De Camuñas a Aravaca: la inadvertida igualdad de los españoles
El sentido de igualdad entre los españoles viene de antiguo y es un bien cultural ignorado, que ayuda a entender por qué España es una democracia plena
La última semana de agosto mi hija pasó unos días en Camuñas, en la casa de los abuelos de una amiga suya. El instituto al que van ambas es público, en Aranjuez. Sus amigos y compañeros son hijos de trabajadores y profesionales, de toda clase y condición. El padre de la amiga de mi hija fue prejubilado como electricista de su empresa durante la pandemia y por fin trabaja de nuevo, ahora como supervisor en los talleres para internos de una cárcel cercana. La madre, ahora mismo, está desempleada. Los abuelos están jubilados y pasan gran parte del año en el pueblo.
Camuñas es una villa entre Toledo, donde se asienta, y Ciudad Real, con la que colinda. Una población minúscula perdida en el mar amarillo de La Mancha. La renta per cápita no llega a los 17.000 euros. Es una zona árida, de escasos recursos, lejos de Madrid, pero también de Toledo capital. Una villa históricamente pobre, aunque la zona estuvo poblada desde la prehistoria, fue enclave romano, tierra en disputa entre musulmanes y cristianos y logró independizarse de Consuegra gracias a un decreto de don Juan de Austria que le otorgó «privilegio de villazgo». Pero su verdadera historia es la historia de la migración del campo a la ciudad.
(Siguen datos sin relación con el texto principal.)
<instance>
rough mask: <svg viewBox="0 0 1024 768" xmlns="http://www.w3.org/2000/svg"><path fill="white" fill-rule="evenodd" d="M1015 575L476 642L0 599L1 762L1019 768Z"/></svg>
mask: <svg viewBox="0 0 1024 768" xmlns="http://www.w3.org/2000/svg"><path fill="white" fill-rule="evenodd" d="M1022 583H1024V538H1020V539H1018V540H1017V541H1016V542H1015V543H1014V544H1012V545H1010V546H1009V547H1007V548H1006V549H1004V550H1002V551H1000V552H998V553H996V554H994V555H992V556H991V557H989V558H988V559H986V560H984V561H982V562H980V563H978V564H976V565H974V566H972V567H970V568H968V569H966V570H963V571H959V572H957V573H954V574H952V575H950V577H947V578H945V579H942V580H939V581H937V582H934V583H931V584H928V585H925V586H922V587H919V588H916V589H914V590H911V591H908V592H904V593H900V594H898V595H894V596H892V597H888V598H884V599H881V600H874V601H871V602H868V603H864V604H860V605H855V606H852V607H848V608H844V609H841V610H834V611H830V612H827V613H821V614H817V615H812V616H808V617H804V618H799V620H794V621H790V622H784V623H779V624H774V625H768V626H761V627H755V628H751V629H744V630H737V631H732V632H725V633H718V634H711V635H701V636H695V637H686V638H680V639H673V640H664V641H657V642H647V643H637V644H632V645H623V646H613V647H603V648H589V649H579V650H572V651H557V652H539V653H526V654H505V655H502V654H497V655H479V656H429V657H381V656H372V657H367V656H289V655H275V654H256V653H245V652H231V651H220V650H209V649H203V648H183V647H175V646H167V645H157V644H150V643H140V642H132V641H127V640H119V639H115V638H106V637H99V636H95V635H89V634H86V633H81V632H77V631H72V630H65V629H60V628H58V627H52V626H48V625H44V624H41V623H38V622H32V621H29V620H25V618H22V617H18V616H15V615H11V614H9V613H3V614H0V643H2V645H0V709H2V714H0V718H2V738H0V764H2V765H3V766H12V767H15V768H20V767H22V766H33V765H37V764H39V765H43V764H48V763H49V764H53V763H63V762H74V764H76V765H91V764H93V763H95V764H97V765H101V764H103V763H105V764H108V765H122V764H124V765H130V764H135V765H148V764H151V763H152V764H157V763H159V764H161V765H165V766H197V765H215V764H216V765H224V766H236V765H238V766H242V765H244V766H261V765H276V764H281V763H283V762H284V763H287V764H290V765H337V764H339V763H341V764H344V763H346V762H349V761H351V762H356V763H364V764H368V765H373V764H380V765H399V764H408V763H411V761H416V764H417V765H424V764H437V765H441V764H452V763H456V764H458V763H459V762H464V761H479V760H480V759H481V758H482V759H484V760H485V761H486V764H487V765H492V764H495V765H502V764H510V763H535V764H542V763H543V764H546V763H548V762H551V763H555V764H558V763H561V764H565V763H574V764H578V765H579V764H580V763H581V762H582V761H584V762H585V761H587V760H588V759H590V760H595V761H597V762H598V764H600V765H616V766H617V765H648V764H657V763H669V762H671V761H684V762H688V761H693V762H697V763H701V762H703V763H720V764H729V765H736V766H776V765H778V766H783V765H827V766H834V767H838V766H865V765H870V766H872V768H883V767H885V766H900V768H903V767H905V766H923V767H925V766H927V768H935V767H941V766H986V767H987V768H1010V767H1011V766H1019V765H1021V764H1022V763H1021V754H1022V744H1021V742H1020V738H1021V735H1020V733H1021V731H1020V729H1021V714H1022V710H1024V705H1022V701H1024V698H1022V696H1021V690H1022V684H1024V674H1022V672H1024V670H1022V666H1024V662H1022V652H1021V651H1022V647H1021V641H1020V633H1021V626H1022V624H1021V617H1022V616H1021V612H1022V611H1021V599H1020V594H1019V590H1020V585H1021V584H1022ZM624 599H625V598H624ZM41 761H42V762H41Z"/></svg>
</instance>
Recogimos a mi hija de allí un sábado temprano, para llegar a tiempo a una comida de amigos en Madrid. En realidad, un querido clan nos había convidado a pasar el día en la piscina de su casa familiar en Aravaca y a comer un arroz con conejo. Así que esa jornada estival –con 40 grados a la sombra, el aire sólo se podía cortar con un cuchillo cebollero– pasamos de un diminuto pueblo perdido en la inmensidad de La Mancha, de cuya existencia yo no tenía noticias, a uno de los barrios más prósperos de la capital, con una renta per cápita de 95.000 euros.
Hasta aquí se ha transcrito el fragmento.